I am hoping for some direction on the legality of using copyrighted music with photo slideshows. We want to be able to provide our clients with slideshows of their wedding, using their wedding song as the background music. I am not sure how to go about that legally. Do I need a license from the artist and/or lable company, do I need to pay a royalty fee for each slideshow sold, etc.? I want to keep my business legal, but I also think this is a product that we should be able to provide! Please help!


----------



## Elysium (May 21, 2007)

For whatever music you use, you will need to contact the record company. All music will be copyrighted in one way or another.


----------



## darich (May 21, 2007)

Check out this site for free downloadable music.

I've not listened to it but use google and i'm sure you'll find other sites like this one


----------



## danalec99 (May 21, 2007)

What I've heard is that you will be dealing with their lawyers. I don't know the finer details, but it's obviously going to be pretty expensive and not worth the hassle when you have other options.  

It would be great if you can tie up with your friends or friend's friends who have their own band. The rate will be comparatively way low; may be nothing. They might be looking to spread their name. Credit them either way. It's a great way to support indie artists.

Other than that, royalty free music is the way to go. Here are some popular sites to hit. Read on their permissions page, if any. In some cases you may have to give Credit to the artist.:
Triple Scoop Music 
Stock 20 
Music Bakery
ShowIT Music
Pod Safe Audio 
Pod Safe Music Network


----------



## PhotoVM (Aug 17, 2010)

I believe you do want synchronization rights with your music.  Since the  RIAA and other music associated companies are cracking down on what  they call "theft" of music, it is a very good idea to purchase a proper  license for the music you plan on using with your slide shows or what  have you.

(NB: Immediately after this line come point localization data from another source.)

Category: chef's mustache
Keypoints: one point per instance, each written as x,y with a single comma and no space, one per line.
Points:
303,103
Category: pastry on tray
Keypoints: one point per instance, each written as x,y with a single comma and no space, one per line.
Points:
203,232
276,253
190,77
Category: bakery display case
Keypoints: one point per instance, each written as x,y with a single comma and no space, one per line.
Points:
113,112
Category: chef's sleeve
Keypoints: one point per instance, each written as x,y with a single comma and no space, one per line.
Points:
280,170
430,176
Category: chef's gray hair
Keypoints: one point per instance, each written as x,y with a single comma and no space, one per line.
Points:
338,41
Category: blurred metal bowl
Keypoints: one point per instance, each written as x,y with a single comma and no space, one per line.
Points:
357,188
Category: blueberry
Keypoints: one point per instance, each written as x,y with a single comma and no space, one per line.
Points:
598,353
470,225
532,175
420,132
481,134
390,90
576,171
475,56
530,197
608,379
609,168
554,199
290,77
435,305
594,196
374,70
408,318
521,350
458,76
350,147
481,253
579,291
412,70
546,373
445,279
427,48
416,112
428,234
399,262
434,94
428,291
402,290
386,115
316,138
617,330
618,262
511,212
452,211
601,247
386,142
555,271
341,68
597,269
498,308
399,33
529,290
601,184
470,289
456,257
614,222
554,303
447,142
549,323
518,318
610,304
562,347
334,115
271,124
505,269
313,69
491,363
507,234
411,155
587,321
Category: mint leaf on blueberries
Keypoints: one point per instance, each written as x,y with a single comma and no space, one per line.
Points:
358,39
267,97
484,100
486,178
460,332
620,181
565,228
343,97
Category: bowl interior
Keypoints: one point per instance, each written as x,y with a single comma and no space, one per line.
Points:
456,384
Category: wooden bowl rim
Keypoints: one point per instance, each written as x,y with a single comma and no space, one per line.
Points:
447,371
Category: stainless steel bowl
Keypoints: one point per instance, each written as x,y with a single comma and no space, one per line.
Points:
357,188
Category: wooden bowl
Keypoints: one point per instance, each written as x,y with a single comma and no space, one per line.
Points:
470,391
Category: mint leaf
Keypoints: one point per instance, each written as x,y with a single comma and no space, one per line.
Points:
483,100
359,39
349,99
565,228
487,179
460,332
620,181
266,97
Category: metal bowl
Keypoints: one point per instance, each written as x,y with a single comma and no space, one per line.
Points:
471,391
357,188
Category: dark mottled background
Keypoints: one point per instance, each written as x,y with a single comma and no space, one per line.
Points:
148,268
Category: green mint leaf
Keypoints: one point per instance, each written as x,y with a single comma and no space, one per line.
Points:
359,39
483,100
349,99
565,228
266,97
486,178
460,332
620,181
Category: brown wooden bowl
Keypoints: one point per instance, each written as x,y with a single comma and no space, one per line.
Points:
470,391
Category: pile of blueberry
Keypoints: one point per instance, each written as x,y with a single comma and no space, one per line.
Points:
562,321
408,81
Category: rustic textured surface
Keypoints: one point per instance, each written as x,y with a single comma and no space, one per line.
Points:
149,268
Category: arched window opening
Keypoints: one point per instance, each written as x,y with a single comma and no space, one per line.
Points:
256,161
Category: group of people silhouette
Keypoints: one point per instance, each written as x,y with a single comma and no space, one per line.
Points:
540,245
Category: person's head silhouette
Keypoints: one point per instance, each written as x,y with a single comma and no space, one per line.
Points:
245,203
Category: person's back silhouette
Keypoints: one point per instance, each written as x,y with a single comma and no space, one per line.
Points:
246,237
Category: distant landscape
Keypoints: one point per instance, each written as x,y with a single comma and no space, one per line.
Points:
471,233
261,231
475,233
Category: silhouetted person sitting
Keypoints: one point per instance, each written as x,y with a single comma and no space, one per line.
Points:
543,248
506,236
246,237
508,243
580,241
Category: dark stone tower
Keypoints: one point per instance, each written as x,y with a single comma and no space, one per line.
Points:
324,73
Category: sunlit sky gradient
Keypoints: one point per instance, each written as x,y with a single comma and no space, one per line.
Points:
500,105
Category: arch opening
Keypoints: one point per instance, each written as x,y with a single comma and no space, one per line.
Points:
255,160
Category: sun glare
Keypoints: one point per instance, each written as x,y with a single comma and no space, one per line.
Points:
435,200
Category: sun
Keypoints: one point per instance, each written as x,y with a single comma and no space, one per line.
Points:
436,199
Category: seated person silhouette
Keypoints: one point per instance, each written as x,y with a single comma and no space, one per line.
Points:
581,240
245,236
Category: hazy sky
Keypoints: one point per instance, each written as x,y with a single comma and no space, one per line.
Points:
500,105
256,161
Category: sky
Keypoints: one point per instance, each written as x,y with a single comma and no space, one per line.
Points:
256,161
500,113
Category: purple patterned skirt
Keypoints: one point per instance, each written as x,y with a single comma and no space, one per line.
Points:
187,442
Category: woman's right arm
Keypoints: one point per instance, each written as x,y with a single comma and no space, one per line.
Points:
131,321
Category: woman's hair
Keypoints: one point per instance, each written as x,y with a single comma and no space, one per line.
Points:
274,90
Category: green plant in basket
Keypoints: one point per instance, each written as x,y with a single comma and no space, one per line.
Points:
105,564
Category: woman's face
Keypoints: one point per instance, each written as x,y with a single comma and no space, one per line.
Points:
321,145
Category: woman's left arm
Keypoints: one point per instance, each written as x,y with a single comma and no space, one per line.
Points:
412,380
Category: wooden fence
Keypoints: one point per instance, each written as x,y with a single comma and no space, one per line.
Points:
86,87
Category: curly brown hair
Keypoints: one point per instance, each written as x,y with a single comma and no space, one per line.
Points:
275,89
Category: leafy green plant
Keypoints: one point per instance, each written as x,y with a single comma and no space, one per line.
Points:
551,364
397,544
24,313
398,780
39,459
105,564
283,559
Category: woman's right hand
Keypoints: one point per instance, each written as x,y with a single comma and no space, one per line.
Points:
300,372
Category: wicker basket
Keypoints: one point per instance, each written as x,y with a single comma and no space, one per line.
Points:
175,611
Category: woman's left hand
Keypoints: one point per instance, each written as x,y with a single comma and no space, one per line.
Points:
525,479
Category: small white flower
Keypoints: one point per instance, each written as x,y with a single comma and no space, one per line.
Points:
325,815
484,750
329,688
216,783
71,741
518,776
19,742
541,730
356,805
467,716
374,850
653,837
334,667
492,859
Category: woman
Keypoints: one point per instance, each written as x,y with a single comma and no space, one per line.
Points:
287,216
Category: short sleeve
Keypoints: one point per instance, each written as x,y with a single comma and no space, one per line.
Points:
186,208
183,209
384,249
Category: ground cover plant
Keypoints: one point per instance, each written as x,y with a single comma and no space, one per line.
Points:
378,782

I am using a site called targetmarketmusic.com .  They have a smaller  but growing library of very high quality music and at a fair price.   Check them out.


----------



## Big Mike (Aug 17, 2010)

This thread is over three years old :er:


----------



## KmH (Aug 18, 2010)

PhotoVM said:


> Since the RIAA and other music associated companies are *cracking down on what they call "theft" of music*, it is a very good idea to purchase a proper license for the music you plan on using with your slide shows or what have you.


Interesting!

What do you call it, when a person takes someone else's property without permission?

And, what is it about new members, that so many are seemingly compelled to dredge up old, long dead threads? :scratch:


----------



## Alpha (Aug 19, 2010)

KmH said:


> And, what is it about new members, that so many are seemingly compelled to dredge up old, long dead threads? :scratch:



Perhaps some of them are intelligent enough to use the search function.


----------



## KmH (Aug 19, 2010)

Alpha said:


> KmH said:
> 
> 
> > And, what is it about new members, that so many are seemingly compelled to dredge up old, long dead threads? :scratch:
> ...


Definately a plus to use the search feature.

But, then I think they need to start a new thread, not append to a thread that is no longer timely.


----------